Nel muro della corte è incastonato un bassorilievo in pietra raffigurante uno stemma contrassegnato con l’anno 1557: in alto appare lo stemma austriaco, in basso lo stemma dell’alleanza di Franz Hendl e Maria Botsch.

La cucina

La cucina fa parte presumibilmente del corpo più antico del castello e, nere come il carbone, hanno mantenuto questo aspetto estremamente antico fino ad oggi. Piccole finestre disseminate in modo irregolare lasciano entrare un po’ di luce e il pavimento è lastricato con massicce lastre di pietra. Le pareti verticali si restringono a imbuto formando una cappa fumaria che termina in un camino che sbuca molto in alto. Sotto la cappa si trova l’imponente focolare, rivestito di placche di pietra. Lo scarico in pietra permetteva all’acqua di scolo di fuoriuscire dall’edificio gettandosi direttamente sulle rocce sottostanti il castello. Attraverso un passavivande (apertura nella parete), il cibo veniva passato nella zona abitativa. Anche la stufa veniva alimentata dalla cucina, il fumo vi tornava indietro.

La stanza del bovindo

Questa stanza prende il proprio nome dal bovindo che esce sul lato meridionale del castello.
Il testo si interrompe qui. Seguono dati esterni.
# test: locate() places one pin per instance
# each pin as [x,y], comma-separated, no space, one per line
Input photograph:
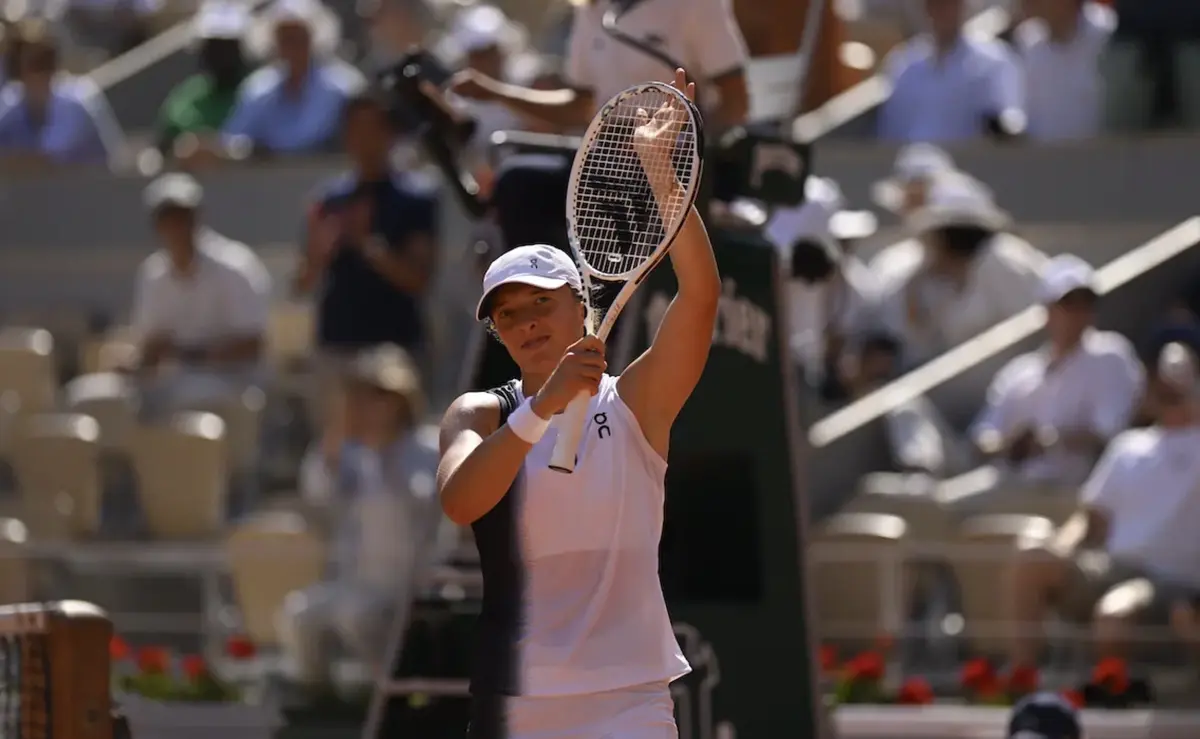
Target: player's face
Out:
[537,325]
[1068,318]
[367,134]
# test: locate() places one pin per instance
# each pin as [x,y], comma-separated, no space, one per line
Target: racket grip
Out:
[570,431]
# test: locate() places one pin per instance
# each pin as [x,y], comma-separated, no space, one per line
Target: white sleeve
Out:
[714,41]
[1119,385]
[996,414]
[145,317]
[1006,86]
[249,296]
[579,52]
[1102,488]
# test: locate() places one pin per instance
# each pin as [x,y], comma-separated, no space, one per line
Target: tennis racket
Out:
[619,224]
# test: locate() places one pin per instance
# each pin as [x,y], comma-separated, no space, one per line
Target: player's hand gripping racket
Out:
[633,185]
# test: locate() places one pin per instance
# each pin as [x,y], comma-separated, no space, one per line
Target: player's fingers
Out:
[589,343]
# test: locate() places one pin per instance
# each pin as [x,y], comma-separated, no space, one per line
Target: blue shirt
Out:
[78,127]
[946,100]
[277,120]
[358,306]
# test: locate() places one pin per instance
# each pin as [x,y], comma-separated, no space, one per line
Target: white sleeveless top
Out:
[594,613]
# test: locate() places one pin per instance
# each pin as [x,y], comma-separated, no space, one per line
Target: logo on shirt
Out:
[601,421]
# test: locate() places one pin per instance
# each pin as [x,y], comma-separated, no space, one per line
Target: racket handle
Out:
[570,431]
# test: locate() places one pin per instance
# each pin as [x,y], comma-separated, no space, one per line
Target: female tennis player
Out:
[574,637]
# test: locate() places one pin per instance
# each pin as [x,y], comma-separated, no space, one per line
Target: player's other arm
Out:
[659,382]
[565,108]
[479,458]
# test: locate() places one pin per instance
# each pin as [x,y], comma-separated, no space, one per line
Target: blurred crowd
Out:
[276,82]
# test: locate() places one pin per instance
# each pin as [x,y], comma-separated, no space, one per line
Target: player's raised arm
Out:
[658,384]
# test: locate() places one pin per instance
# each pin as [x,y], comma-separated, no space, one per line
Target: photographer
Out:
[832,296]
[702,35]
[370,245]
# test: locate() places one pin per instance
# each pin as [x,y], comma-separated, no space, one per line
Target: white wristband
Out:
[527,425]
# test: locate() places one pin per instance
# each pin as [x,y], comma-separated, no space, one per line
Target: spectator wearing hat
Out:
[294,103]
[702,35]
[199,306]
[833,299]
[1129,553]
[198,107]
[375,479]
[52,118]
[949,85]
[1060,48]
[1050,413]
[484,36]
[1044,715]
[370,244]
[969,274]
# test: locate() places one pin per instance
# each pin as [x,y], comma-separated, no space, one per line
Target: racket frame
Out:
[571,422]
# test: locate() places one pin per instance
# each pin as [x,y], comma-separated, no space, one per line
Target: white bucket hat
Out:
[916,162]
[958,199]
[324,28]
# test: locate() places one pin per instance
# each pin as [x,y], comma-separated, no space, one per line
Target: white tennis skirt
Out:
[643,712]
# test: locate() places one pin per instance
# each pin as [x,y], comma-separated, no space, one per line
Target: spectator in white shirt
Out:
[1051,412]
[967,274]
[832,295]
[912,173]
[201,304]
[951,86]
[377,484]
[702,35]
[1060,48]
[1131,552]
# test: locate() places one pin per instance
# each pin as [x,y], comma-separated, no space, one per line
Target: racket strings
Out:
[618,223]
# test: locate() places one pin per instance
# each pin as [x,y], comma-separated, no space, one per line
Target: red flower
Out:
[1111,674]
[195,667]
[118,649]
[240,648]
[978,674]
[153,660]
[828,659]
[1074,697]
[915,691]
[990,690]
[1023,682]
[867,667]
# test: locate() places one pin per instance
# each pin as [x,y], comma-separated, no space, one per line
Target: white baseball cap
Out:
[1062,275]
[538,264]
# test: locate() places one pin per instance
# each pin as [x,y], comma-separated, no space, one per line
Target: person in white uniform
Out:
[574,635]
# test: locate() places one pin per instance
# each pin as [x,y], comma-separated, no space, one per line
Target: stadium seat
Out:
[270,556]
[109,398]
[1055,505]
[181,468]
[28,380]
[985,551]
[16,582]
[115,349]
[58,473]
[858,577]
[289,334]
[907,496]
[243,418]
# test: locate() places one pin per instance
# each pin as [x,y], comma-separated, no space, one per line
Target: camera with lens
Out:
[813,260]
[412,90]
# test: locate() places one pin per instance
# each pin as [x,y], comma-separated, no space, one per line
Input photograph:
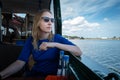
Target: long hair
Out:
[35,29]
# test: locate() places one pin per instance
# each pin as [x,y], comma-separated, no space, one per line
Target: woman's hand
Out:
[46,45]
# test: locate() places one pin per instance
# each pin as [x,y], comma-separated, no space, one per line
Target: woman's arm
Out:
[13,68]
[71,48]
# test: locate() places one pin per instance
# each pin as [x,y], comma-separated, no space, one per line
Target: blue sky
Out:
[91,18]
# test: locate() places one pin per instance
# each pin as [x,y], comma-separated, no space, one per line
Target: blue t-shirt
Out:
[45,61]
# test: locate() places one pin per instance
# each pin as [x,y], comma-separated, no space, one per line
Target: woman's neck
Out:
[44,36]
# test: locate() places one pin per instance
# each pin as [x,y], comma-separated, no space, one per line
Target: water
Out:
[105,52]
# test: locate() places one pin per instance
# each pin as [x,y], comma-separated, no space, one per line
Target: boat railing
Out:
[79,71]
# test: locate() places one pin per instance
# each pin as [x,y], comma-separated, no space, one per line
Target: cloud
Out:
[77,25]
[85,7]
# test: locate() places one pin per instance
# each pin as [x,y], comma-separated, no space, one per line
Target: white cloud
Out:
[85,7]
[77,25]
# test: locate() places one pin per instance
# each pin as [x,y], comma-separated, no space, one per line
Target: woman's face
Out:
[46,22]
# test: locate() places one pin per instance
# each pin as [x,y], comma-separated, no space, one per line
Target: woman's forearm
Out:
[71,48]
[13,68]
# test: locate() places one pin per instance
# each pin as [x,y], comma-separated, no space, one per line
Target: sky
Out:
[90,18]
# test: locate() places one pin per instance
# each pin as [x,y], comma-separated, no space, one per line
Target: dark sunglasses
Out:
[47,19]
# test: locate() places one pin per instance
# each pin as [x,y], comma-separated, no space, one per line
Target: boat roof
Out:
[24,6]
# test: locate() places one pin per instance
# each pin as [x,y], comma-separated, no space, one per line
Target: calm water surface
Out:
[105,52]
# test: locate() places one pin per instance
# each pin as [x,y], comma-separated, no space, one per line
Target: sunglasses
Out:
[47,19]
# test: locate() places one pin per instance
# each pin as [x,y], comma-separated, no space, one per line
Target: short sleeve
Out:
[60,39]
[26,51]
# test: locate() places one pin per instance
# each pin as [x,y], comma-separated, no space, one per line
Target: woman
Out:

Prima dei restauri degli anni ’60 si trovava in stato di completa rovina. Mancavano il soffitto e il pavimento. Tracce di legno carbonizzato lasciavano intuire l’antica presenza di un rivestimento di tavole. La Soprintendenza di Verona approfittò della secolare tradizione del luogo nella lavorazione artigianale del legno e apportò delle soluzioni ispirate agli antichi criteri costruttivi. Il soffitto gotico a travi è opera di artigiani locali.

I bastioni circolari

Nel Castello di Castelbello è chiaramente visibile il passaggio da fortezza a castello, a residenza principesca di una nobile casata. Lo sottolineano i bastioni circolari, elementi puramente decorativi. Si tratta di un palazzo e al contempo di una fortezza. I bastioni circolari e le sale conferiscono una certa solennità a tutto il complesso.

Il palazzo

Il palazzo, inizialmente di soli due piani e successivamente di tre, fungeva da corpo abitativo centrale. Come dimostrano i resti al primo piano, il palazzo era ornato con pitture decorative. Ugualmente si scorgono ancora i resti di un camino rinascimentale in marmo.